Actually, there is so much green moss and other vegetation where the water surfaces, that the spring is easier to hear than it is to see. Maybe that's why it is thought to roar. In any event, braving a mosquito or two, we pulled out our lunch snacks and sat on a log where we could watch the picturesque little spring gurgle its way down the slope.

If you would like to be spared our wanderings and find your way straight to the spring, read on; otherwise, skip to the last paragraph. The secret to finding Roaring Spring is simple. If you don't hear Roaring Creek flowing, you are too far west on the trail. If you're traveling east and the stream is sounding fainter, you've gone too far east. Our initial intuition had proved correct; and, when we emerged from finally finding the spring, we were in exactly the same spot where we had first searched!

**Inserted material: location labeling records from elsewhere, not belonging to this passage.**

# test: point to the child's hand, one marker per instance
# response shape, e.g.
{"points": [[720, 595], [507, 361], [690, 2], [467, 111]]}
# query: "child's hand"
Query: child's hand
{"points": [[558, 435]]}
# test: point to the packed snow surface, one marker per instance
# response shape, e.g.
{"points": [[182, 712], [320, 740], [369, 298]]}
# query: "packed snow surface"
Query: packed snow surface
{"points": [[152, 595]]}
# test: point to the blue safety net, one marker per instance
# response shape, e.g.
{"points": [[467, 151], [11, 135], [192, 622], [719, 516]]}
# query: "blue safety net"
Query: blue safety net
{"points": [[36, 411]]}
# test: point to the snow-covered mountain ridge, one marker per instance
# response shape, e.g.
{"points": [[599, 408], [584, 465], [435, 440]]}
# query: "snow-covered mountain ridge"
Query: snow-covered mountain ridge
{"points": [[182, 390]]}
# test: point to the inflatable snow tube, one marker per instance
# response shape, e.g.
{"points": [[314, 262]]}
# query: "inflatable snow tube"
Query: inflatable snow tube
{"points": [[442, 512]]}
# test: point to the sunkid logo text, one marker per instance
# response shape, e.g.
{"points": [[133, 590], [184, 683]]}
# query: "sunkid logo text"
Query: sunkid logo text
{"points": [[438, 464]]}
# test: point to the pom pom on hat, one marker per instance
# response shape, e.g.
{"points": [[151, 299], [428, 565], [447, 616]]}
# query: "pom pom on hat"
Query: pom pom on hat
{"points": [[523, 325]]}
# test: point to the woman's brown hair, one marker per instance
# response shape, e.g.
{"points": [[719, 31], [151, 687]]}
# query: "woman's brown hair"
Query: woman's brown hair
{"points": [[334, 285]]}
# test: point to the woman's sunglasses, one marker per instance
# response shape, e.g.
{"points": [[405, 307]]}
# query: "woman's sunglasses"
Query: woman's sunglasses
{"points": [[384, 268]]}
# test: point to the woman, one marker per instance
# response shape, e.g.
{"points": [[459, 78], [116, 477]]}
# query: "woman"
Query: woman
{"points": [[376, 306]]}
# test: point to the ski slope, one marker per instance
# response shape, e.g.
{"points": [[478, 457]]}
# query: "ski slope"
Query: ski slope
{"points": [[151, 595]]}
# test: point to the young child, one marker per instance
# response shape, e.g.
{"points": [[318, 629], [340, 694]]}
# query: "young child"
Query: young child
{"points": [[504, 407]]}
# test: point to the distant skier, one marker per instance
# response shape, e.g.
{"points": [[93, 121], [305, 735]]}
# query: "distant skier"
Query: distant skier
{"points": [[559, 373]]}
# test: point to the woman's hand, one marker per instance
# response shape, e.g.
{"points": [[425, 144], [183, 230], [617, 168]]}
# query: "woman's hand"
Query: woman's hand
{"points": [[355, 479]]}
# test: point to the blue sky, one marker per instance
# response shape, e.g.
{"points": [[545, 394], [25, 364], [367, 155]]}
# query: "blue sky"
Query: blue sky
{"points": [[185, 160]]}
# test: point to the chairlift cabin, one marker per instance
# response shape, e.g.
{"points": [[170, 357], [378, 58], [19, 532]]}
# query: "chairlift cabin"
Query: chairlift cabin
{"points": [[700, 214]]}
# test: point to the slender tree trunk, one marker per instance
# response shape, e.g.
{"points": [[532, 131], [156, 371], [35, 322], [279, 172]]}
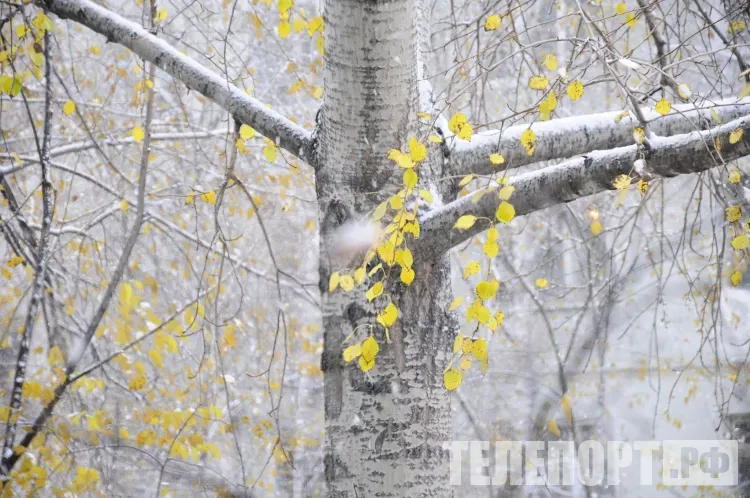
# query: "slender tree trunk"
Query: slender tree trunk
{"points": [[384, 428]]}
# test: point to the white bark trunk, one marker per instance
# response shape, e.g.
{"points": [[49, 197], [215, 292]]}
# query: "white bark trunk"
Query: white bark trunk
{"points": [[385, 428]]}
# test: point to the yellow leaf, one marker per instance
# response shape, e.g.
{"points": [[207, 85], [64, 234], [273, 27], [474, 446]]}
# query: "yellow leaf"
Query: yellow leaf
{"points": [[464, 222], [550, 62], [359, 275], [630, 19], [734, 176], [528, 140], [138, 134], [161, 15], [247, 132], [735, 136], [137, 383], [733, 213], [407, 275], [352, 352], [465, 180], [334, 281], [370, 349], [736, 278], [471, 269], [505, 212], [741, 242], [209, 197], [417, 151], [456, 303], [479, 349], [460, 126], [567, 408], [315, 24], [69, 107], [365, 365], [538, 83], [452, 378], [663, 107], [374, 291], [622, 182], [486, 289], [388, 316], [575, 90], [493, 22], [496, 159], [552, 427], [346, 282]]}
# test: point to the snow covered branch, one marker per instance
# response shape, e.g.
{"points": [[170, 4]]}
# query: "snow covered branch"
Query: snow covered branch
{"points": [[583, 176], [243, 107], [568, 137]]}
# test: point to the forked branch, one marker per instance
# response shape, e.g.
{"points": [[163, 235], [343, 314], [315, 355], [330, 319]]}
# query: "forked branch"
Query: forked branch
{"points": [[243, 107], [581, 177]]}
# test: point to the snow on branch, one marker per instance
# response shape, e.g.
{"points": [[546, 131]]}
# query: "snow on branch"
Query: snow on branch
{"points": [[581, 177], [244, 108], [568, 137]]}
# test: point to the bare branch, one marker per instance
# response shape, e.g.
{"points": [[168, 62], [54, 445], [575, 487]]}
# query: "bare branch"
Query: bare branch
{"points": [[580, 177], [568, 137], [243, 107]]}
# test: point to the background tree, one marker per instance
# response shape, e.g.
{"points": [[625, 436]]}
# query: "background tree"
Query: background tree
{"points": [[395, 143]]}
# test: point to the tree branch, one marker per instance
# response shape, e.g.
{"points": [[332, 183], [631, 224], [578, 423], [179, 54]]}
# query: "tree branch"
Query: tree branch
{"points": [[568, 137], [581, 177], [243, 107]]}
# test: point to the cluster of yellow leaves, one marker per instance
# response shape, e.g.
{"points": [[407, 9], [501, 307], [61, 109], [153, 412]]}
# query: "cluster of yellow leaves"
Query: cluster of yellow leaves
{"points": [[300, 24], [366, 351], [493, 22], [460, 126], [390, 249], [29, 475], [575, 90], [85, 479], [466, 348]]}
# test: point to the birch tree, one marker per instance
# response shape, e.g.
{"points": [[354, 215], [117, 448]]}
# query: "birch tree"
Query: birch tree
{"points": [[390, 164]]}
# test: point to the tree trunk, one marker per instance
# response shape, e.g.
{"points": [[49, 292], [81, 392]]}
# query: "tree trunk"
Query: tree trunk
{"points": [[384, 428]]}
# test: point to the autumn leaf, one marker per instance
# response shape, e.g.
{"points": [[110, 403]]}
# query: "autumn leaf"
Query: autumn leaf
{"points": [[493, 22]]}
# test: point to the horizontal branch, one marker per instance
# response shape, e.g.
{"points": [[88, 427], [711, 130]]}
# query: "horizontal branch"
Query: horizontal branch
{"points": [[581, 177], [243, 107], [567, 137]]}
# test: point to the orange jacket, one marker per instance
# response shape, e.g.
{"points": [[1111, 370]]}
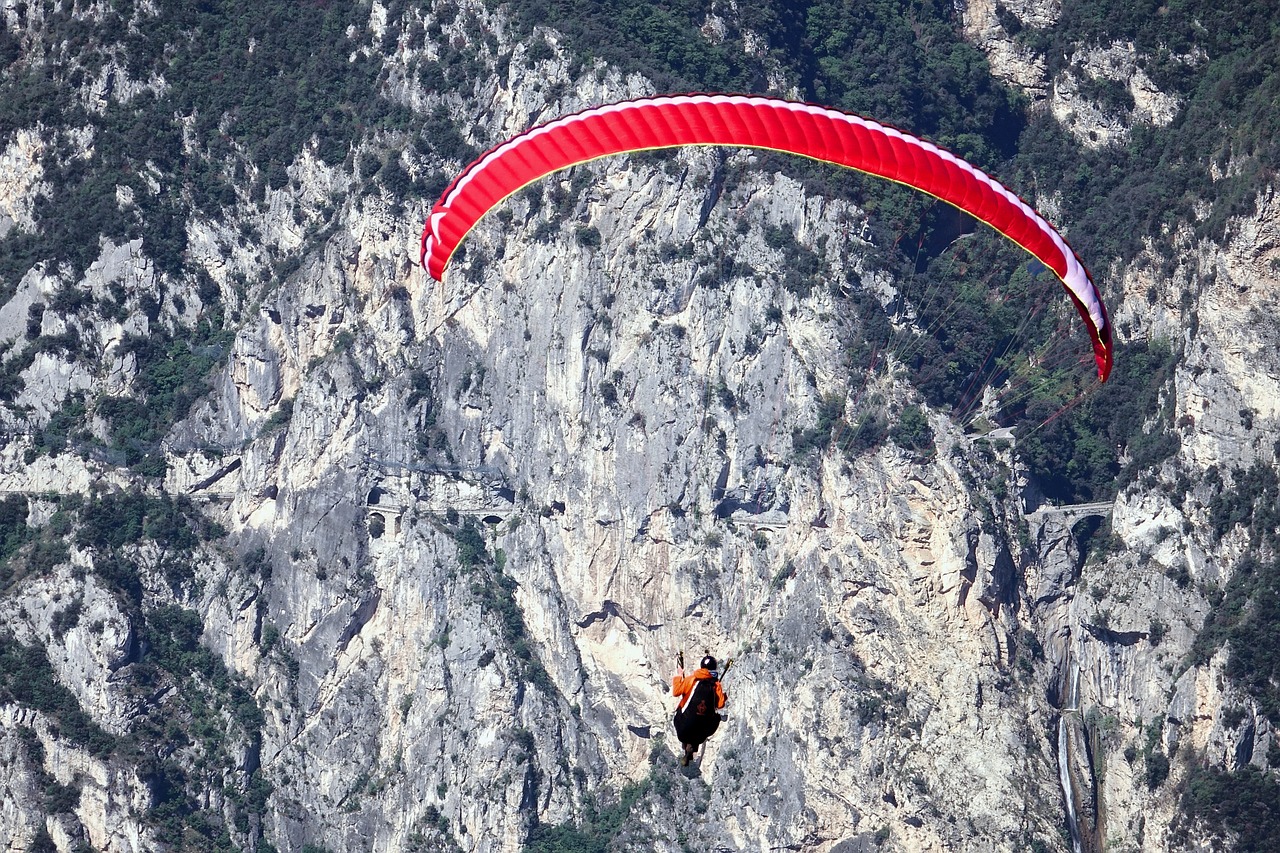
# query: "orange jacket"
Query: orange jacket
{"points": [[682, 685]]}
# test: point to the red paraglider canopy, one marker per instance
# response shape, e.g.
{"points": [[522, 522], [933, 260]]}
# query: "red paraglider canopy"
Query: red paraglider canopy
{"points": [[812, 131]]}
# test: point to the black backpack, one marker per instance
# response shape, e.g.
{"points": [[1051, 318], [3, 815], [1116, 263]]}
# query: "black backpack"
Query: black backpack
{"points": [[702, 701]]}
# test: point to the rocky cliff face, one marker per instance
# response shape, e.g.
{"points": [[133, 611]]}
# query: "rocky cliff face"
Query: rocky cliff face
{"points": [[467, 527]]}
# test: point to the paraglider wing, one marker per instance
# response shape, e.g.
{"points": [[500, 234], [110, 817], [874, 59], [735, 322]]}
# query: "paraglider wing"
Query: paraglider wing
{"points": [[791, 127]]}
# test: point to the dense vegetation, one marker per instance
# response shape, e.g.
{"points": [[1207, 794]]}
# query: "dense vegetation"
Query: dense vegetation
{"points": [[184, 744]]}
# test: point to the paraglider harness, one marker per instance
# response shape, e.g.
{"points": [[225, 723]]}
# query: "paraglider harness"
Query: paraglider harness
{"points": [[698, 717]]}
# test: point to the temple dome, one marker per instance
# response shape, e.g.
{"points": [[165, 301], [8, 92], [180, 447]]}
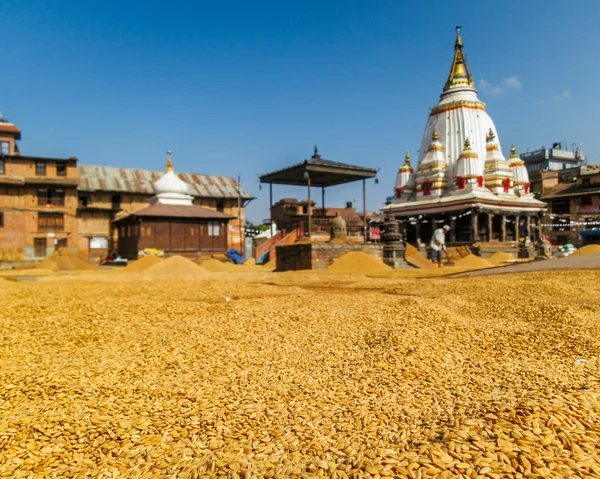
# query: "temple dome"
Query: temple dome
{"points": [[170, 189], [458, 115], [405, 180]]}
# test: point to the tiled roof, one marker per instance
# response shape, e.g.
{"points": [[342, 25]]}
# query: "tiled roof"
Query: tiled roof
{"points": [[129, 180], [178, 211]]}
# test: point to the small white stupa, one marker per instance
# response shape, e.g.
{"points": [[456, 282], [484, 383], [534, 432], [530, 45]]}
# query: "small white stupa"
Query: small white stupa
{"points": [[170, 189]]}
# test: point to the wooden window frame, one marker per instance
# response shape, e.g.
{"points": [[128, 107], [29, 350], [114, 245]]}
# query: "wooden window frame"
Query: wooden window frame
{"points": [[40, 168], [61, 169], [51, 221]]}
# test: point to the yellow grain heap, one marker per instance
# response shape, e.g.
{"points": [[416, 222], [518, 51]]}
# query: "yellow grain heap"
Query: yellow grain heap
{"points": [[357, 262], [500, 257], [65, 259], [216, 266], [472, 262], [143, 263], [175, 266], [414, 257], [588, 249], [488, 377]]}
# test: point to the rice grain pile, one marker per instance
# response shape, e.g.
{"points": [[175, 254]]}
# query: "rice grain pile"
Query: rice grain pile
{"points": [[472, 262], [357, 262], [501, 257], [414, 257], [588, 249], [175, 266], [477, 377], [65, 259], [143, 263]]}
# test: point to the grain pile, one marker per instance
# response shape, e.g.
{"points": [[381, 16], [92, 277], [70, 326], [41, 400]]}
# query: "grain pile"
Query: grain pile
{"points": [[357, 262], [174, 266], [588, 249], [501, 257], [477, 377], [216, 266], [143, 263], [473, 262], [414, 257], [65, 259]]}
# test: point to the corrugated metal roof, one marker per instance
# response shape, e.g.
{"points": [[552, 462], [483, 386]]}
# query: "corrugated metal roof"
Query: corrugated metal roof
{"points": [[130, 180], [178, 211]]}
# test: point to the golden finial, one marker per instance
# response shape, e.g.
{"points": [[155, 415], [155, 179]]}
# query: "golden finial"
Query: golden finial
{"points": [[458, 43], [459, 73]]}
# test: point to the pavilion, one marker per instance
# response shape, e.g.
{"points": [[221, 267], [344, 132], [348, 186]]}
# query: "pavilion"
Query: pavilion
{"points": [[322, 173]]}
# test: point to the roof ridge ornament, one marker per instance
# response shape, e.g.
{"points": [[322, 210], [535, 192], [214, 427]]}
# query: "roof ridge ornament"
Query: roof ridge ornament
{"points": [[459, 73]]}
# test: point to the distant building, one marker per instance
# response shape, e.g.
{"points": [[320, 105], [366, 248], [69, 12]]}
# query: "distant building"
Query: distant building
{"points": [[573, 197], [559, 157], [47, 203], [173, 224], [462, 177]]}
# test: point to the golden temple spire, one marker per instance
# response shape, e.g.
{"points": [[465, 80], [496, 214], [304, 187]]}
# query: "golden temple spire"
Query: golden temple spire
{"points": [[459, 73]]}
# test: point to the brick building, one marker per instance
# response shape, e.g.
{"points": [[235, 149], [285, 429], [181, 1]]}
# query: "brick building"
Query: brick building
{"points": [[46, 203], [573, 197]]}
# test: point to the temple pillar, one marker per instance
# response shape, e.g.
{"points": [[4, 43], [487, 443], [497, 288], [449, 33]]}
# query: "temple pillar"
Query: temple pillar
{"points": [[474, 226]]}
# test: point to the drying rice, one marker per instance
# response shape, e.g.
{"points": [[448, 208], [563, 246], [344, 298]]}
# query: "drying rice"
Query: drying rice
{"points": [[414, 257], [588, 249], [143, 263], [357, 262], [175, 266], [501, 257]]}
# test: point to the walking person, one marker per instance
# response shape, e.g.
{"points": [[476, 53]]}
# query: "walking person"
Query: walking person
{"points": [[438, 244]]}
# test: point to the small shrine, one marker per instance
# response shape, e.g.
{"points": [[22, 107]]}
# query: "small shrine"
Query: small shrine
{"points": [[462, 178], [172, 223]]}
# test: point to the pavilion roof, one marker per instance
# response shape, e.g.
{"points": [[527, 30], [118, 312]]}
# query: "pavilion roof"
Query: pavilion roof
{"points": [[322, 173]]}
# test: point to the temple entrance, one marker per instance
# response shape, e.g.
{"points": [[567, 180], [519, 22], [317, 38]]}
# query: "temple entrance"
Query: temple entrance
{"points": [[497, 227], [483, 233], [410, 233], [534, 229], [511, 228], [426, 230], [463, 229]]}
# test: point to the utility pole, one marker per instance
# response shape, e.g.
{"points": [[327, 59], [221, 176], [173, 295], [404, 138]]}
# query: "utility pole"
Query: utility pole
{"points": [[242, 246]]}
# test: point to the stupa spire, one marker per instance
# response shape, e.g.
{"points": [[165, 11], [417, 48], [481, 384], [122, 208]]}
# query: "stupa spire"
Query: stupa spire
{"points": [[459, 73]]}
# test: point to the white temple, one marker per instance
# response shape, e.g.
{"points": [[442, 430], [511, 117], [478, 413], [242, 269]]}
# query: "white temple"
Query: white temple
{"points": [[462, 177], [170, 189]]}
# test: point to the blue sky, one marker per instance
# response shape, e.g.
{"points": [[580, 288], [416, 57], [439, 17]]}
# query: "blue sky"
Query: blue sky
{"points": [[249, 87]]}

To discover Roaring Spring for yourself, travel west on Highway 20 from Sisters for nine miles and turn right (north) onto the Camp Sherman Road (Road 14). Follow the road about 4.5 miles into Camp Sherman to the stop sign and continue straight onto Road 1410 for another 3.5 miles and turn left on Road 12 to Road 1260. From there, it's about a mile to the 200 Road where you turn right and go another mile, where you will arrive at Sheep Springs. The Metolius-Windigo Trail parallels the 200 Road on the left (southwest) side. You can pick up the trail there or at the junction of Road 1230, which is less than a mile ahead. The last few miles of road are gravel.